Выбежав на аллею, полную в этот предзакатный час совочков и колясок, я остановилась и прислонилась к какому-то дереву, листья которого были болезненно шершавы даже на вид. Что ж, мать Никласа не побоялась перейти черту. Но когда? Когда? Смерть ли ее мальчика развязала эти ухоженные полные руки? Или именно они и помогли ему уйти? И чем еще была я со своими будущими снами и властвованиями, когда она бросала его на долгие месяцы по детским санаториям, когда она с улыбкой расстраивала его возможные женитьбы — перед моими глазами одиноким мотыльком промелькнул белый тюлевый веночек его первой невесты, так и пожелтевший невостребованным на пустом подоконнике, — когда она демонстративно занималась любовью чуть ли не в присутствии сына? Но все же при известии о смерти Никласа я чувствовала ее вину гораздо острей, чем теперь, вину, пусть уже и подтвердившуюся столь чудовищным цинизмом. И значит, тогдашние мои знания и действия полностью обретали подлинный смысл. И значит, надо было вернуться домой и немедленно рассказать Владиславу, каким именно способом я продлила нашу любовь и нашу жизнь. Надо было заставить себя оторваться от спасительно-теплой древесной коры и шагнуть на зыбкую аллею, кишащую детьми. Я сделала несколько шагов, отнявших, как в страшном сне, бесконечно много времени, и внезапно увидела впереди спасительный круп напротив через узкий проезд сидела у магазина воплощенная форма, страсть императоров и поэтов — медноблещущий ирландский сеттер. Я любила эту породу с детства, с тех самых пор, когда долг и страсть закружили во мне свой проклятый хоровод, заключенный уже в самом моем имени… Варенька, родинка-уродинка, исполнила долг, не исполнив страсти, а милый Мишель попробовал забыть про него, расплатившись самым щемящим в нашей литературе «Пускай она поплачет… Ей ничего не значит»… любила именно за это даже внешне проявленное сочетание высшего назначения и ликующего огня.
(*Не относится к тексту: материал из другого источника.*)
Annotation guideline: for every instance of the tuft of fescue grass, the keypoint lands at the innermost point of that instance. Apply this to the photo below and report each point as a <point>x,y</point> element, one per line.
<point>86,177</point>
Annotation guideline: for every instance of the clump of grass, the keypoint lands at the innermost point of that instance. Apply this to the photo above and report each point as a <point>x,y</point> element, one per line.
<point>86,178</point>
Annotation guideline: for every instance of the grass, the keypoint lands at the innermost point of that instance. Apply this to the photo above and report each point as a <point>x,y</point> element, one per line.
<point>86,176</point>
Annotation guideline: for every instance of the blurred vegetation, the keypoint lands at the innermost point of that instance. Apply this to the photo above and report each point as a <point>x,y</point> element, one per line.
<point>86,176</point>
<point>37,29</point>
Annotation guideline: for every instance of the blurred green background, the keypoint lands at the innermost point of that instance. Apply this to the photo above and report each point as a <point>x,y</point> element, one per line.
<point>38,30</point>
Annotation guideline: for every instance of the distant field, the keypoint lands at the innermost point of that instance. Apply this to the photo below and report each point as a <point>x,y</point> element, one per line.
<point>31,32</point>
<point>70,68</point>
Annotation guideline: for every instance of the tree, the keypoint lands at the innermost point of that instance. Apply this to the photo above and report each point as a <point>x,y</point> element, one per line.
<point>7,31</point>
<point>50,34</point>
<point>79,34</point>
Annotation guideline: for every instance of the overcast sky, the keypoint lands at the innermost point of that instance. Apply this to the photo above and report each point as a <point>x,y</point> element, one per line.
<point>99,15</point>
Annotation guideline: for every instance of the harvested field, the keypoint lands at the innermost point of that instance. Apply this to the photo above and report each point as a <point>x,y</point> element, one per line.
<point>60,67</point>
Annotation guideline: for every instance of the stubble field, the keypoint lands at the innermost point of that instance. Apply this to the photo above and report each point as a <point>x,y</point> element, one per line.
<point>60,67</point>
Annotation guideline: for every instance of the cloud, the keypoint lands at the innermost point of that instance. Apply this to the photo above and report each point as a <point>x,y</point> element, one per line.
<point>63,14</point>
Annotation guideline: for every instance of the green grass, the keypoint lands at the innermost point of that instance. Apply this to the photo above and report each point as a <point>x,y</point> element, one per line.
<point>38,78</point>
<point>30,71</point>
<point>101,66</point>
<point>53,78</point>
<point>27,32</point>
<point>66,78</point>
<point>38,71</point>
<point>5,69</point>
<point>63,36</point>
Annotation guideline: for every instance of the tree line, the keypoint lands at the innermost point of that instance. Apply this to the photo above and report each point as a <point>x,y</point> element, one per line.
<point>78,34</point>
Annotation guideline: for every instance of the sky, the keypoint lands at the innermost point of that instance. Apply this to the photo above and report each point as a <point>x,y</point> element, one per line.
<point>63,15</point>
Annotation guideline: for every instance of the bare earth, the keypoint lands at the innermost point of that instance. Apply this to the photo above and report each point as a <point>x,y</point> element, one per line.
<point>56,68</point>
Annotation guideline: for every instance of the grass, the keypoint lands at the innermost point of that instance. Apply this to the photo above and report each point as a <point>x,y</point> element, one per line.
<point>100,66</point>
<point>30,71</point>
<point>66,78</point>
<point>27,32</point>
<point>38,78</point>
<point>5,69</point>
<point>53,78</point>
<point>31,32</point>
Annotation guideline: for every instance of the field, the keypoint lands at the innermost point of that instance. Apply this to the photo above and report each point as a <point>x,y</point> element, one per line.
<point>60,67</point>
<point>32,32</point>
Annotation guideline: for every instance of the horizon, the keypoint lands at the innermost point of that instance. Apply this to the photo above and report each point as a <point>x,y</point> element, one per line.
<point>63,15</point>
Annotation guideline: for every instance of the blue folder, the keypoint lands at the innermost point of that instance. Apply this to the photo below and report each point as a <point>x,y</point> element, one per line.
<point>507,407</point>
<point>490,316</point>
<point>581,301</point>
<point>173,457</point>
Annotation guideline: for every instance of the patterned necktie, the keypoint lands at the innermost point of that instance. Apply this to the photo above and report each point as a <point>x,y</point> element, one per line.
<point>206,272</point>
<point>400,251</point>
— Дивный! — выдохнула я и присела на корточки рядом с сеттером, едва покосившимся в мою сторону похожим на крупный миндаль золотым глазом. — Да какой же ты красавец! — И это последнее слово, вырвавшееся так искренне и прокатившееся во рту гладким камешком, вдруг стало таять на небе вязким воспоминанием, слишком похожим на предчувствие: кто-то совсем недавно говорил его с той же весомой полнотой восхищения, которую испытывала теперь я. Кто? Где? Зачем? Я вспоминала, не отрывая глаз от высокого купола лба, а пес, поскольку от моих плеч, вероятно, пахло крепкими объятиями Амура, наконец снизошел до того, чтобы ненавязчиво и с некоторым снобизмом обнюхать их.
— Что это вы себе позволяете? — раздался над нами скорее удивленный, чем укоряющий голос — и я вспомнила. А потому, даже не подняв головы, сказала радостно и просто:
— Добрый вечер, хозяин таинственной калитки и… этого красавца!
Сверху послышалась приглушенная усмешка, и небольшая загорелая рука легла на холку подавшегося вперед пса.
— Я еще раз вас спрашиваю, дель Донго, почему вы позволяете себе в мое отсутствие знакомиться с посторонними?
— Но как можно знакомиться не с посторонними? — Я улыбнулась, поднимаясь и глядя под растрепанные брови — прямо в такие же золотые, как у Донго, глаза.
— И все же так не нужно, — мягко произнес хозяин пса. — Донго и без чьих-либо оправданий слишком самостоятелен.
— А разве его литературный прототип[7] отличался излишней скромностью и осторожностью?
— Во всяком случае, он обладал терпением, чего не скажешь об этом молодце.